Lewie Steinberg, Original Booker T. & the M.G.’s Bassist, Dead at 82
Lewis “Lewie” Steinberg, Booker T. & the M.G.’s original bassist who played on the soul group’s classic 1962 instrumental “Green Onions,” died Thursday following a battle with cancer, Memphis’ Commercial Appeal reports. He was 82. The Stax Museum confirmed Steinberg’s death.
Steinberg served as the bassist in Booker T. & the M.G.’s alongside keyboardist Booker T. Jones, guitarist Steve Cropper and drummer Al Jackson from 1962 to 1965, appearing on a pair of LPs with the group, 1962’s Green Onions and 1965’s Soul Dressing. Since that group also served as Stax Records’ house band, Steinberg’s bass can be heard on albums like Otis Redding’s Pain in My Heart.
“Green Onions” resulted from an hour-long jam session the group had prior to laying down a jingle. “I said, ‘Shit, this is the best damn instrumental I’ve heard since I don’t know when,’ ” guitarist Cropper later recalled. The track was named to Rolling Stone‘s list of the 500 Greatest Songs of All Time and inducted into the Grammy Hall of Fame.

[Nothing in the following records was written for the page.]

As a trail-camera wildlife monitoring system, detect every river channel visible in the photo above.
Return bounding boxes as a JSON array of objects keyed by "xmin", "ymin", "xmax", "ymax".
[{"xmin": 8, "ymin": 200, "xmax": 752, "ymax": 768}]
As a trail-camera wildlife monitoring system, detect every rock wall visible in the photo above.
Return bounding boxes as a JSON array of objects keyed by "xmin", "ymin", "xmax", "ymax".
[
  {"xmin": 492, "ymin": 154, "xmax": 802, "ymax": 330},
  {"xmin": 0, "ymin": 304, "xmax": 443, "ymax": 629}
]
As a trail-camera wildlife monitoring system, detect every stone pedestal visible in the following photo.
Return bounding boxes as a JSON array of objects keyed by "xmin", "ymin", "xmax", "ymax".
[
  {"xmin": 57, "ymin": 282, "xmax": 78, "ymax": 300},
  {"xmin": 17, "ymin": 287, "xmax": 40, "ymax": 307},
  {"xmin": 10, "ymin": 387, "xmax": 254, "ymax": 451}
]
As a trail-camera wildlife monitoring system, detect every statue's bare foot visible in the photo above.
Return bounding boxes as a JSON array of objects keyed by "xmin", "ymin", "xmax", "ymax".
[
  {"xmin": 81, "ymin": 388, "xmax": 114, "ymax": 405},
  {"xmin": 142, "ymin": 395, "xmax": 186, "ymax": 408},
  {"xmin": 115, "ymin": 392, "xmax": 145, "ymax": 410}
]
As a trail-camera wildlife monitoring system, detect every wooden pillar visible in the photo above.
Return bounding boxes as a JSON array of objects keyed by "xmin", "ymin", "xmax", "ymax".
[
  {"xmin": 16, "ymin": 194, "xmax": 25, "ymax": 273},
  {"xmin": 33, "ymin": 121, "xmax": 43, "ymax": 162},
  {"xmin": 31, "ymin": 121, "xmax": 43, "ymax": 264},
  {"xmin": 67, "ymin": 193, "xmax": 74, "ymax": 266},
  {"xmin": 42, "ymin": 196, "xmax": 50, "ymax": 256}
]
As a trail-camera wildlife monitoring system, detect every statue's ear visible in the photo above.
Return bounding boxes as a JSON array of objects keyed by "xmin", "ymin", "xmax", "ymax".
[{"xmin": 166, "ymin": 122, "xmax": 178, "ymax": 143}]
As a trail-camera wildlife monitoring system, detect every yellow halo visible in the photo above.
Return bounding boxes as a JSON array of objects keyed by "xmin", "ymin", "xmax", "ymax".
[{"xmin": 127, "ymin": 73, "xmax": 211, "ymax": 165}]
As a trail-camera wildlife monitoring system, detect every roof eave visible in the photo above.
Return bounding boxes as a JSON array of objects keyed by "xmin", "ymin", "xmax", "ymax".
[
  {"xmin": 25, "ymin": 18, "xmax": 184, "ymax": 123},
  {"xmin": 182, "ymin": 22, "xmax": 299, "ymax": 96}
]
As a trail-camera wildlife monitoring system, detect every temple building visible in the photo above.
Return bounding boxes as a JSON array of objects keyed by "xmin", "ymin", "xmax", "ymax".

Steinberg is also listed as a songwriter on “Green Onions,” even though his more famous successor in Booker T. & the M.G.’s, Donald “Duck” Dunn, was often mistakenly attributed to the track. As Steinberg’s niece Diane Lewis told the Commercial Appeal, “I saw Paul Shaffer at the Rock and Roll Hall of Fame (this year) and he talked about Lewie. He said, ‘I want you to know that Duck Dunn always made sure everyone knew that Lewie Steinberg was the one who played on Green Onions.'” Dunn died in 2012.
In an apocryphal anecdote, it was Steinberg who suggested that “Green Onions” be titled “Funky Onions,” but Stax founder Estelle Axton considered title “too out there”, Lewis said. Jones instead opted for “Green Onions,” as he once admitted in an interview, “Because that is the nastiest thing I can think of and it’s something you throw away.”
Steinberg, along with the rest of Booker T. and the M.G.’s, were enshrined into the Rock and Roll Hall of Fame in 1992. He and his former band mates were also inducted into the Memphis Hall of Fame and received a Grammy Lifetime Achievement Award in 2007.